205 F.2d 680 | 6th Cir. | 1953

205 F.2d 680

RIDGEWAY
v.
UNITED STATES.

No. 11835.

United States Court of Appeals Sixth Circuit.

July 2, 1953.

Charles S. Dautel, Cincinnati, Ohio, for appellant.

Vincent Fordell, Detroit, Mich., for appellee.

Before SIMONS, Chief Judge, and McALLISTER and MILLER, Circuit Judges.

PER CURIAM.

1

This appeal, having been heard on the record, briefs and argument of counsel for respective parties;

2

And it appearing that on January 4, 1952 a plea of Not Guilty was entered for appellant upon his standing mute upon arraignment; that on January 22, 1952, appellant in open Court and represented by counsel of his own choosing, withdrew his plea of Not Guilty and entered a plea of Guilty to the indictment herein, and at that time stated to the Court that no one had made any promises or threats to him to cause him to plead guilty; that sentence was postponed until February 28, 1952, at which time, following a plea for leniency by his attorney, but without any denial of guilt or request that the plea of Guilty be withdrawn, he received a sentence of three years imprisonment; and that it was not until October 17, 1952 that his present motion to vacate the sentence was filed, which contains the allegation, among others, that the plea of Guilty was entered upon the advice of his counsel who stated to him that he would receive a probated sentence;

3

And the Court being of the opinion that such alleged grounds are not legally sufficient to cause the judgment herein to be vacated; Crowe v.

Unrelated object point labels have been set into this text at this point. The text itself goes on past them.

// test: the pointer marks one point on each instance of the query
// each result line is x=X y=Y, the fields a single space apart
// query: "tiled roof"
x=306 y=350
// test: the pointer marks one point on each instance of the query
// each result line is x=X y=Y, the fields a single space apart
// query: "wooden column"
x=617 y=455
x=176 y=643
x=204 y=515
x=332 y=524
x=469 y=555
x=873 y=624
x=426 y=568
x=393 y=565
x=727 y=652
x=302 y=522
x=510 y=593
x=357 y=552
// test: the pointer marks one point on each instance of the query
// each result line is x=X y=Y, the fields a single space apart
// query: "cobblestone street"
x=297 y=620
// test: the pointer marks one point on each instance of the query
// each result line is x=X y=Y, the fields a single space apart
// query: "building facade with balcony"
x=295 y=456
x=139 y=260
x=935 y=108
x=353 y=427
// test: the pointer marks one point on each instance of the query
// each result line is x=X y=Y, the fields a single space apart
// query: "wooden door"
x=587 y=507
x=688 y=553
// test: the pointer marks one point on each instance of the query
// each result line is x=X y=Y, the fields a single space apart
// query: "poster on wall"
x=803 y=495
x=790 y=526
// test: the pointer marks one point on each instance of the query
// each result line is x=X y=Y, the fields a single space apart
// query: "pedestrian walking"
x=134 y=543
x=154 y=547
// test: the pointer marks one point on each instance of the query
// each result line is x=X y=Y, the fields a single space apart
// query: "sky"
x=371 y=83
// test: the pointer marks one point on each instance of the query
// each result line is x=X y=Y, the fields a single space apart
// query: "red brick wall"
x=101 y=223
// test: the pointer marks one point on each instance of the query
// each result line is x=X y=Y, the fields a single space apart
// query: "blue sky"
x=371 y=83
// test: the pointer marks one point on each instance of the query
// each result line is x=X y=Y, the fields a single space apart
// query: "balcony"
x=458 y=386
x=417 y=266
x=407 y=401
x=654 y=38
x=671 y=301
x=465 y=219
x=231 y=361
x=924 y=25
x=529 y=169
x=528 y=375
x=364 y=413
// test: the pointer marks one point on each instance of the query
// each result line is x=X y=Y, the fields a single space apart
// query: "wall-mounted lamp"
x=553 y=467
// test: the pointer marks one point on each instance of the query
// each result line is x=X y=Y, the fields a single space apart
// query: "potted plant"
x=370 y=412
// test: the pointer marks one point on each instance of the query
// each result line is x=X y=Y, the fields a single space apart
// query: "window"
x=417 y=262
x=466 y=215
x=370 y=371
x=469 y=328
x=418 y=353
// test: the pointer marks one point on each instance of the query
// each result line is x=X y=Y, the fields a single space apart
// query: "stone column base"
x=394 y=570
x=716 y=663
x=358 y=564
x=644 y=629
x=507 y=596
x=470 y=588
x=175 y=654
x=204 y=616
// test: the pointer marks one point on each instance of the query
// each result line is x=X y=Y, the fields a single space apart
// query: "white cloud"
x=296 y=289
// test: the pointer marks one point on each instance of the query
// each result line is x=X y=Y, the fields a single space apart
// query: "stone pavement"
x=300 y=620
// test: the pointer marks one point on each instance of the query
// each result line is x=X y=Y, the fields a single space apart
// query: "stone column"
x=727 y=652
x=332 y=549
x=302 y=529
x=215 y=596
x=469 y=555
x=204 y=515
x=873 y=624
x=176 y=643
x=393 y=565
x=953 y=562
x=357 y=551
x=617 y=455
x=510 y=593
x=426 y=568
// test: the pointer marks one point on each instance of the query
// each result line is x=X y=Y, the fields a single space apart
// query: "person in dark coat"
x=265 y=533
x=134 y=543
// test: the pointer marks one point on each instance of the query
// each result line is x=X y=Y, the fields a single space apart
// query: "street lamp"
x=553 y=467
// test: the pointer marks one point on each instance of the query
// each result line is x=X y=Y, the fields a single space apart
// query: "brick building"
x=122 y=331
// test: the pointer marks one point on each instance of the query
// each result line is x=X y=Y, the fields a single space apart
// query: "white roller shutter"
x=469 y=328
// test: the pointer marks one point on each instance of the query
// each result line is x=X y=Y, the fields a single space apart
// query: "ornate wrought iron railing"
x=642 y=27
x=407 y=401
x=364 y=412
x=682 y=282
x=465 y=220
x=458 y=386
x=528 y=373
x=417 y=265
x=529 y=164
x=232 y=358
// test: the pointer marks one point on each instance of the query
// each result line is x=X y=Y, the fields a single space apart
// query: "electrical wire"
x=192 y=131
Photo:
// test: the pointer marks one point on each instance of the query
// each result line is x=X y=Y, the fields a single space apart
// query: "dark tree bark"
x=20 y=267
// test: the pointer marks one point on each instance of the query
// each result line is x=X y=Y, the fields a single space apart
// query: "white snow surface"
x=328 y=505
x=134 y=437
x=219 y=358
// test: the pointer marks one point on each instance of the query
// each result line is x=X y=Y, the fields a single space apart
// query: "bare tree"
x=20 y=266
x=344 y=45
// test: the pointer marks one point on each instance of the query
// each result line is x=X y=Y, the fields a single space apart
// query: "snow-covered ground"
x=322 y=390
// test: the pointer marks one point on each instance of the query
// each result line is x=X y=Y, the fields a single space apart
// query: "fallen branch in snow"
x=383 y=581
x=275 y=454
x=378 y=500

United States, 4 Cir., 175 F.2d 799; and do not constitute "manifest injustice" authorizing the District Court to permit a withdrawal of the plea of Guilty after sentence; Rule 32(d), Fed. Rules of Criminal Procedure, 18 U.S.C.A.; United States v. Weese, 2 Cir., 145 F.2d 135; United States v. Searle, 7 Cir., 180 F.2d 209; Futterman v. United States, 91 U.S.App. D.C. 331, 202 F.2d 185.

4

And being also of the opinion that appellant's plea of Guilty was not qualified or contradicted by his statement to the Court at the time it was made and was acquiesced in by his counsel at the time of sentence, and is not similar to the situation in Bergen v. United States, 8 Cir., 145 F.2d 181, relied upon by appellant; See Brown v. United States, 8 Cir., 182 F.2d 933; Alred v. United States, 4 Cir., 177 F.2d 193.

5

It is ordered that the judgment of the District Court overruling the motion to vacate, is sustained.